Now assume that there exists a finite set of points $x_i$ in $A \cap G$, where $i \in \{1, \ldots, N\}$ and $N \in \mathbb N$. How can I proceed from here? The form of the claim suggests a contraposition might work here.
Let a point $x_G \in G$ be an accumulation point of $A$. Then by definition, every punctured open ball $B'(x_G, \varepsilon)$, where $\varepsilon > 0$ should contain a point of $A$. What would be the next step? Should this somehow contradict the finiteness of the intersection $A \cap G$, or the openness of $G$? The first option seems more doable, but I'm not sure how to achieve it.
No, it cannot, because we're in a metric space. I'll use $d(x,y)$ for $\|x-y\|$ as the norm itself is not relevant.
Let $x$ be any point of $G$ and pick $r>0$ such that $B(x,r) \subseteq G$. This can be done as $G$ is open.

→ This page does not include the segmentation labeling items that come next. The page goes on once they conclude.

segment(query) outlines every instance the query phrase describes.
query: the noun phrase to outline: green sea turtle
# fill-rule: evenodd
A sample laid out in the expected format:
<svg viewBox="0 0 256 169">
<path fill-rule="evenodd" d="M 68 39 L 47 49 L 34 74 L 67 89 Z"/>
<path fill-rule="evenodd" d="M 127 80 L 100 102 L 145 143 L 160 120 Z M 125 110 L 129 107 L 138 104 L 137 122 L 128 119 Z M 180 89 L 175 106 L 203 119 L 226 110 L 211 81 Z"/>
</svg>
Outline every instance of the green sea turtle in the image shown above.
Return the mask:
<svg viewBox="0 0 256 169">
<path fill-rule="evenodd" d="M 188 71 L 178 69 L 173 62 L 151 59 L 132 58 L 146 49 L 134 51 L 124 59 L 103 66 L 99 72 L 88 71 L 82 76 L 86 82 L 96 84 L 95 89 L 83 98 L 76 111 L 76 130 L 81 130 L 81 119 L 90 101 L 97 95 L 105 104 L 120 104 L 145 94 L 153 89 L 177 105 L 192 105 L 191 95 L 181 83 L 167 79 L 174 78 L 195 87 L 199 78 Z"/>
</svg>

Then by assumption $A \cap G$ is finite so say $A \cap G = \{x_1,x_2,\ldots, x_N\}$ for some finite $N$ and pick $r'<r$ such that also $0< r' < \min \{d(x,x_i): x_i \neq x\}$ which can be done as we take a minimum of finitely many strictly positive numbers.
Then $B(x, r') \cap A$ can at most be $\{x\}$ so $x$ is not a limit point of $A$. Any $y \in B(x,r')\cap A$ lies in $G$ (as $r' < r$) and so must be among the $x_i$ and $y$ cannot be $x_i$ as $d(x,y) < d(x,x_i)$ for any $i$, unless $y=x$.